Le voisin d’un évêque
par
Félix DUPONT
C’était en 1807, à la fin du mois de mars. Le vent du Nord-Ouest, l’affreux mistral, se déchaînait dans l’air, faisant courber la tête aux arbres les plus robustes. Les mugissements de la tempête éclataient comme le tonnerre. Le paysan Simon, citoyen d’Aubagne, en Provence, accroupi devant un feu de broussailles que la rafale poussait par intervalles, au delà de l’âtre, avec une épaisse fumée, devisait avec sa femme sur les malheurs du temps.
Il ne savait plus à qui vendre son vin. La vigne pleurait ; les bourgeons se formaient ; les jeunes pousses ne tarderont pas de paraître ; enfin, les raisins brilleront bientôt au milieu des pampres verts, et il faudra songer à la vendange : où mettre le vin nouveau ? Toutes les futailles sont remplies.
Les marchands de vin se présentaient nombreux et exigeants. Ils visitaient la cave, tiraient du vin, le remuaient lentement dans leur coupe d’argent, et, après l’avoir porté à leurs lèvres dédaigneuses, ils trouvaient tantôt que le vin était âpre, et tantôt qu’il n’était pas assez dépouillé. Les prix qu’ils offraient étaient déraisonnables.
La femme de Simon, bonne conseillère quoique un peu hardie, se souvient de Mgr de Belloy, leur ancien seigneur et voisin. Il était si bon ! Il doit l’être encore. On l’a fait archevêque de Paris et cardinal. Il connaît du monde là-bas. Ne pourrait-on pas s’adresser à lui pour le vin de l’année dernière ?
Le conseil, et pour mieux dire, l’insinuation plut à Simon. Il remplit ses barils, chargea sa longue charrette, et quand les trois jours de la Brillante, 1, 2 et 3 avril, si dangereux pour nos champs, furent passés, il se mit en route pour Paris, bien qu’il n’eût jamais dépassé les limites de l’arrondissement de Marseille.

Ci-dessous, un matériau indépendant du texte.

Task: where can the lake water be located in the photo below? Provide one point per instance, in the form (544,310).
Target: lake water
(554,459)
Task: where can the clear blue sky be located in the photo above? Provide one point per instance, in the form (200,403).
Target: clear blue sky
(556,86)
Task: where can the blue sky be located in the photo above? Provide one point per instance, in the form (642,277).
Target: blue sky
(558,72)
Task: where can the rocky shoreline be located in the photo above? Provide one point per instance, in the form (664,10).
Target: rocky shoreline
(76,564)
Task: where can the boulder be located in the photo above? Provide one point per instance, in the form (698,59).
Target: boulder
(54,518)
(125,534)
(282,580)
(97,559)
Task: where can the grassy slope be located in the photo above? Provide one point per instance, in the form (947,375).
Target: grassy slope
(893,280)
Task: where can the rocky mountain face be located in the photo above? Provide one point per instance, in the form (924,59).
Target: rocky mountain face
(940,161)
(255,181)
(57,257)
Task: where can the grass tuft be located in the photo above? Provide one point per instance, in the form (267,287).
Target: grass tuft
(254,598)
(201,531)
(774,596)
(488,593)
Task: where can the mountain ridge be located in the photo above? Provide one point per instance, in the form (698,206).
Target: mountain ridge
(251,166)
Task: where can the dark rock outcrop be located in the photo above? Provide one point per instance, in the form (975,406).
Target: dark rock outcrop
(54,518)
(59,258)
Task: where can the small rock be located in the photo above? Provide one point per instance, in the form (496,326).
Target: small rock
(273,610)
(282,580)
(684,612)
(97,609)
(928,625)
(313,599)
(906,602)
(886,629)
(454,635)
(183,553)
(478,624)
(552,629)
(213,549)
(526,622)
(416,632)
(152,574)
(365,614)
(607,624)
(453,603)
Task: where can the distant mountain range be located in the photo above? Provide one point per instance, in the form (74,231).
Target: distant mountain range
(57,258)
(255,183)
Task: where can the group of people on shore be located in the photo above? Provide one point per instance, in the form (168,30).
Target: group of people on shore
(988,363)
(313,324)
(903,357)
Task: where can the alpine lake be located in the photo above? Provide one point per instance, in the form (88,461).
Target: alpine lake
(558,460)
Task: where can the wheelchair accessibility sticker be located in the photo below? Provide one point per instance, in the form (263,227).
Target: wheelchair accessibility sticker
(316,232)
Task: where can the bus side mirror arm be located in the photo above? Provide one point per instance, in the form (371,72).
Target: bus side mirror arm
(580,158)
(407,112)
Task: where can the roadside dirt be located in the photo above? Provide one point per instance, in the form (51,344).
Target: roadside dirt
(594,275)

Le trajet fut long et accidenté. Enfin, au milieu du mois d’avril, Simon arrive aux portes de la capitale où il eut à régler avec le fisc quelques petits comptes. Comme il ne connaissait à Paris que Mgr de Belloy, il demanda son adresse, qu’on s’empressa de lui donner dans toutes les rues qu’il traversa, avec cette exquise urbanité, que les ouvriers de Paris, eux-mêmes, montrent en toutes choses, excepté les jours d’insurrection et de barricades.
Il s’arrêta devant l’archevêché et il pria poliment, dans la langue de Provence, le concierge, de dire à Mgr de Belloy que son ancien voisin, le paysan Simon, venait d’arriver à Paris, avec une charrette de vin. Le concierge, ne comprenant pas un traître mot de tout ce que Simon lui disait, ferma bruyamment sa porte au nez du paysan.

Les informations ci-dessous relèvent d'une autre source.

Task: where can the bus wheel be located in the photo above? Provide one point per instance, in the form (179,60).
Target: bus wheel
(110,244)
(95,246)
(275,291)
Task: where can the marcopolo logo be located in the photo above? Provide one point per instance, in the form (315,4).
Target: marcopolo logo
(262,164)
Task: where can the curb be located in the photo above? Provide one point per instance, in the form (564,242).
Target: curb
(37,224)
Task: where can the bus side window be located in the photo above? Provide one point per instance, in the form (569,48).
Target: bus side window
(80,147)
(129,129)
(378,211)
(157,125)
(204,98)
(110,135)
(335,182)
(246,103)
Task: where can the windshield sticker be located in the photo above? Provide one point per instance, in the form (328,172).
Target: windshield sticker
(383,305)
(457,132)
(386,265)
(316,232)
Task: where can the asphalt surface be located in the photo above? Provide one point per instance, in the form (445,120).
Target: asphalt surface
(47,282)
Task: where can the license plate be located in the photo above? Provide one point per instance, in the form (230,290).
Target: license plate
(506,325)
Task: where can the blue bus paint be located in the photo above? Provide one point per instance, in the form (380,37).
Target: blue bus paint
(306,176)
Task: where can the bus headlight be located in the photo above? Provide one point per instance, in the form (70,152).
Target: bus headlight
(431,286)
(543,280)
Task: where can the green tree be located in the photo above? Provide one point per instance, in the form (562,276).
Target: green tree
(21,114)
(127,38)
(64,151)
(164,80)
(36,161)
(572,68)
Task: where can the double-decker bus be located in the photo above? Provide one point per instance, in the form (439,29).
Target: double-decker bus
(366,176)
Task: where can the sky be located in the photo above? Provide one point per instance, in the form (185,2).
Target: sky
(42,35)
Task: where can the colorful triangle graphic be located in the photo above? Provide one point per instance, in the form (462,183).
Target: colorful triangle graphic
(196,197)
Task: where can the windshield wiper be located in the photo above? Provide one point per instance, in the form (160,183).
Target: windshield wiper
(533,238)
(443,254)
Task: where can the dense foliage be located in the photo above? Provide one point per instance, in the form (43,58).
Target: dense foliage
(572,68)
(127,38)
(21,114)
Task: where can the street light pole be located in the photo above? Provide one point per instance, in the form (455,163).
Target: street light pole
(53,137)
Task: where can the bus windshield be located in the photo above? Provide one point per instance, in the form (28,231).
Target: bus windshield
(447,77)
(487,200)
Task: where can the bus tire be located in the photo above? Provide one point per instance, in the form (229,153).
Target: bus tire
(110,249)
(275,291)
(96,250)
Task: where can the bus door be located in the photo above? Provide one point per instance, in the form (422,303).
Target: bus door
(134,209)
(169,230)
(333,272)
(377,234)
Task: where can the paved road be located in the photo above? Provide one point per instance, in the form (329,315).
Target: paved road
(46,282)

Il y eut un grand débat et des cris dans la rue qui finirent par arriver aux oreilles du bon cardinal. La langue de Provence et la voix de Simon qu’il reconnut très bien, émurent ses entrailles. Il accourt ; il fait entrer Simon dans son palais, et quand il eut appris le but de son voyage, il lui donna des lettres pour les directeurs de quelques maisons religieuses, avec prière de prendre le vin de son ancienne seigneurie d’Aubagne. Enfin, il invita Simon à venir dîner chez lui ce jour-là même à cinq heures du soir.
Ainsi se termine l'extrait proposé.